Supposedly, Romney is a clean candidate with a resume that says all the right things. Unfortunately, what Romney’s record says is that he does not firmly stand on principle. With a little research, provided here in 2012 PRESIDENTIAL PROS AND CONS: GENERAL OBSERVATIONS ON MITT ROMNEY, we can see Romney has a long history of flip-flops. Apparently, Romney takes whatever position he thinks best suited to get him elected. Such a man may fit some people’s definition of “clean”, but that sort of “clean” describes a man who cannot be trusted to do the right thing.
Because of what his record says about him, Romney has not run on his record. He has run on the money he has used to fund a negative campaign (see here).
About a week before the Ohio primary, polls showed Rick Santorum with a lead of almost 10 percentage points over Mitt Romney. After the election, his campaign tried to spin it as a victory when Santorum lost by just 10,000 votes. In between, Romney, and his allied superPAC, had outspent the former Pennsylvania senator by a four-to-one margin. The torrent of negative ads the bulk of that money was used on was credited for Romney’s come-from-behind win. (continued here)
In the general election, when Romney is running against the Democratic Party’s establishment’s candidate, a candidate with the money to answer his ads, Romney’s negative campaign ads will not work. As a purely practical matter, that means he cannot simply purchase the White House.
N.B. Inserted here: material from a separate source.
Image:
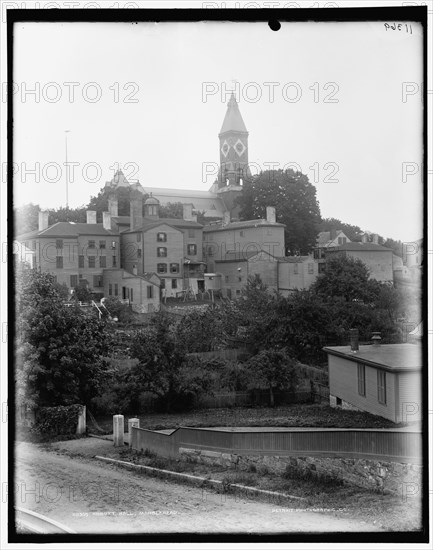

He must give people a reason to turn out to vote for him, and he is not doing that. He is just presenting himself as “electable”.
As much as possible, we need to elect someone who stands for the principles on which our nation was founded. But that is not what the establishment wants. What the establishment wants is to use our own government to separate us from our money. That is why they want a “safe” candidate, someone willing to continue the costly, unconstitutional programs that are bankrupting us. That is why — if we love our country — we must vote our conscience. We must vote for the man whose character we most respect.